Babasının dahâ önce yapdığı anlaşma ile alacağı malı, çocuğu gönderip aldırması
câizdir. Deyni, deyn karşılığı satmak bâtıldır. Bunun için, her çeşid alacak,
teslîm almadan önce, hiç kimseye veresiye satılamaz.

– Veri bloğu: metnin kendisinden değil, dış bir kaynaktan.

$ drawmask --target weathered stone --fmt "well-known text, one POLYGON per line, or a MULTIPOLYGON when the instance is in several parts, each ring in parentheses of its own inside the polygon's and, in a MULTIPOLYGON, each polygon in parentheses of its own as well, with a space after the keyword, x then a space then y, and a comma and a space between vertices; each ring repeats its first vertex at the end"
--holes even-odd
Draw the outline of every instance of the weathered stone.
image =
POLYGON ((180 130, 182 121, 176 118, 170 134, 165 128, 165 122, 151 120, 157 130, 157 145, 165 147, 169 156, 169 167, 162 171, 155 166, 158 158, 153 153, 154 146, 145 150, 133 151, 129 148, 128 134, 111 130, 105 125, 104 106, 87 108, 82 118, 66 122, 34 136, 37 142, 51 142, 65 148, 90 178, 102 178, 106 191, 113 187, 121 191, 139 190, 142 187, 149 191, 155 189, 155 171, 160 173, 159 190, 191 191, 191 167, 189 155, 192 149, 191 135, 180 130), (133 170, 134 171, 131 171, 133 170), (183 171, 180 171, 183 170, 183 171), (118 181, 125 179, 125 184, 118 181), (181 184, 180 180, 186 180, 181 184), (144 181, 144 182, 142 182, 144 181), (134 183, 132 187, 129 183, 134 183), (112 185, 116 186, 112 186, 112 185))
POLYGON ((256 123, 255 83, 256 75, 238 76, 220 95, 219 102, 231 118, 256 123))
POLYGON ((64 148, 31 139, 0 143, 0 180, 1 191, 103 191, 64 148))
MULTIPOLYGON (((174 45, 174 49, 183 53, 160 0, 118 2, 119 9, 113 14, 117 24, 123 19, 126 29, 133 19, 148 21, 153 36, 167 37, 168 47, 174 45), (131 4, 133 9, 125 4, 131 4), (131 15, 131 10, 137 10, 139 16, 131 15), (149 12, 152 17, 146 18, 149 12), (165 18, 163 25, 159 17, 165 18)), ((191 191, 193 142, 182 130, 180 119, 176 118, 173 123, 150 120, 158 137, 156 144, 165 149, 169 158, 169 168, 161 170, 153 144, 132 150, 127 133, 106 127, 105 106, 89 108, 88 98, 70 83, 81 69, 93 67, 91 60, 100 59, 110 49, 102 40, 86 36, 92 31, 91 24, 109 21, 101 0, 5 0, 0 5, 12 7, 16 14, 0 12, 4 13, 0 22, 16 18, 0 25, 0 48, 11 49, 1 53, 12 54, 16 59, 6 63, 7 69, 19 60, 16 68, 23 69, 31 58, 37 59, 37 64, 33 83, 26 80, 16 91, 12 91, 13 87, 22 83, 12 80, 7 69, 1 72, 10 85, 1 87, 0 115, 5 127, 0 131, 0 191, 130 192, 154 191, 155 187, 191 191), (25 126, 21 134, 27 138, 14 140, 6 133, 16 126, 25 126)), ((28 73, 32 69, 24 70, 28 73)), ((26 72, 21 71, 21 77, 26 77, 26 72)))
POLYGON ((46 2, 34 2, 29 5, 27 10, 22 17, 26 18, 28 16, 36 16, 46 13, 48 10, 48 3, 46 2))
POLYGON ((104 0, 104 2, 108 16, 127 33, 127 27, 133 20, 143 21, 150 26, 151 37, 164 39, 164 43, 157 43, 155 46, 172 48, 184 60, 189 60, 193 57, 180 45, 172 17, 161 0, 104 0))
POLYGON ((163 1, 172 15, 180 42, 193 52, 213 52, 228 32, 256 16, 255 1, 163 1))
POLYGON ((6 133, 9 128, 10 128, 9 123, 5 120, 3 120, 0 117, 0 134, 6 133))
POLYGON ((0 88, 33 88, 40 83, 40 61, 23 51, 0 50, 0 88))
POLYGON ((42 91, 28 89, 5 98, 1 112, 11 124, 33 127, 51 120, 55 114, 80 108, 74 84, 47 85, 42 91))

Cânlı hayvânın etini dartı ile satmak ve koyun üstündeki
yünü ve cânlı koyunun derisini satmak bâtıldır. İmâm-ı Ebû Yûsüf, koyun
üstündeki yünü satmak ve ağacdaki dut yaprağını satmak câizdir dedi. Cânlı
hayvân etini dartı ile satmak veyâ satın almak istiyen kimse, pazarlık yerinde
bile, hayvânı dartıp etini kilo üzerinden, kendi kendine hesâb edip çıkardığı
fiyâta göre, cânlı hayvânı topdan pazarlık etmelidir. Satış, hayvân üzerinden
yapılmalıdır. Satışdan gayri bir sebeble ileride eline geçecek birşeyi henüz
almadan, yalnız borclusuna ve peşin satmak câiz olup, başkalarına peşin dahi
satmak ve ileride yapacağı ayakkabıyı, henüz yapmadan satmak bâtıldır. (İstisnâ’), ya’nî ısmarlama sûreti ile yapmak
câizdir. [Onbirinci maddeye bakınız!]. Mer’âların, çayırların ya’nî umûmî
yerlerin satılması ve kirâya verilmesi bâtıldır. (Ümm-i
veled) olan câriyeyi satmak bâtıldır. Hür kadının sütünü sağdıkdan
sonra dahî ve domuzun kılını satmak bâtıldır. Domuz kılını, iğne yerine
kullanıp ayakkabı dikmek zarûrî olunca ya’nî dikecek başka birşey bulamazsa
kullanması ve parasız mâlik olamazsa, satın alması câiz olur. Buna satılması mekrûh
olur. Leş yağı, bevl, insan sütü ve şerâbın, tıbda ve sanâyı’ için kullanılmaları da böyledir. İmâm-ı Muhammede göre
bu kadar kıl temizdir. Kâfir de olsa, insan kılını ve her uzvunu,
bevlini, necâsetini satmak bâtıldır. Kullanmak da câiz değildir. Yalnız, insan
pisliği kullanılabilir ve toprakla karışık olarak satılabilir. Hayvân
pisliklerini satmak ve gübre ve yakacak olarak kullanmak câizdir. Vedek, ya’nî
leş yağını satmak ve kullanmak harâmdır.
(Redd-ül-muhtâr)da beşinci cild,
ikiyüzkırkdokuzuncu [249] sahîfede ve dördüncü cild, ikiyüzonbeşinci [215]
sahîfede diyor ki:
(Nihâye), (Hâniyye) ve (Tehzîb) kitâblarında, (Müsliman, mütehassıs
tabîb, şifâ vereceğini ve başka ilâcı olmadığını söyleyince, hastanın idrâr,
kan içmesi, leş yimesi câiz olur. Şerâb da böyledir denildi. Fekat ölümden
kurtulmak için sözbirliği ile halâl olur) yazılıdır. Yüzonüçüncü [113] sahîfede
diyor ki: (Câriyenin sütünü de satmak bâtıldır). (Feth-ul-kadîr)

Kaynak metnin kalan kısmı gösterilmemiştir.